In [6]:
# # Notebook 1: Data Preprocessing Pipeline
# ## Objective: 
# - Load and merge the 3 Amazon review CSV files
# - Clean and preprocess review text (remove noise, normalize, tokenize, etc.)
# - Handle missing values and duplicates
# - Save preprocessed data for downstream tasks (NER, sentiment analysis, etc.)


# ### 1. Import Libraries
# %%
import pandas as pd
import numpy as np
import re
import spacy
import textblob  # For spelling correction
from spacy.lang.en.stop_words import STOP_WORDS
from tqdm import tqdm  # For progress bars
import warnings
warnings.filterwarnings("ignore")

# Load spaCy's English model (for tokenization, lemmatization)
nlp = spacy.load("en_core_web_sm")

In [None]:
import kagglehub

# Download latest version
path = kagglehub.dataset_download("datafiniti/consumer-reviews-of-amazon-products")

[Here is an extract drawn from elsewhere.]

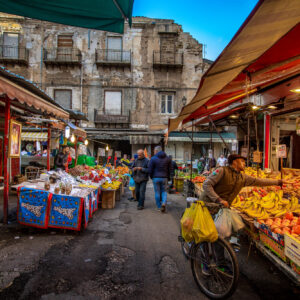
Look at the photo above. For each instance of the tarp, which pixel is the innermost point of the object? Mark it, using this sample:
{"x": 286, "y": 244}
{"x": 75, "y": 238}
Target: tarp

print("Path to dataset files:", path)

In [None]:
# ### 2. Load and Merge Datasets
# Your dataset includes 3 CSV files. We’ll load them, check for consistent columns, and merge.
# %%
import pandas as pd
import os

# Path to dataset
path = kagglehub.dataset_download("datafiniti/consumer-reviews-of-amazon-products")

# List CSV files in the folder
csv_files = [f for f in os.listdir(path) if f.endswith(".csv")]
csv_files.sort()  # optional: to ensure consistent order

# Load each CSV into a DataFrame
df1 = pd.read_csv(os.path.join(path, csv_files[0]))
df2 = pd.read_csv(os.path.join(path, csv_files[1]))
df3 = pd.read_csv(os.path.join(path, csv_files[2]))

print("Loaded files:")
print(csv_files)

In [8]:
# #### 2.1 Inspect Columns (Ensure Consistency)
# Amazon review datasets often have columns like `reviewText`, `rating`, `product_name`, etc. We need to standardize column names.
# %%
print("Columns in df1:", df1.columns.tolist())
print("\nColumns in df2:", df2.columns.tolist())
print("\nColumns in df3:", df3.columns.tolist())


Columns in df1: ['id', 'name', 'asins', 'brand', 'categories', 'keys', 'manufacturer', 'reviews.date', 'reviews.dateAdded', 'reviews.dateSeen', 'reviews.didPurchase', 'reviews.doRecommend', 'reviews.id', 'reviews.numHelpful', 'reviews.rating', 'reviews.sourceURLs', 'reviews.text', 'reviews.title', 'reviews.userCity', 'reviews.userProvince', 'reviews.username']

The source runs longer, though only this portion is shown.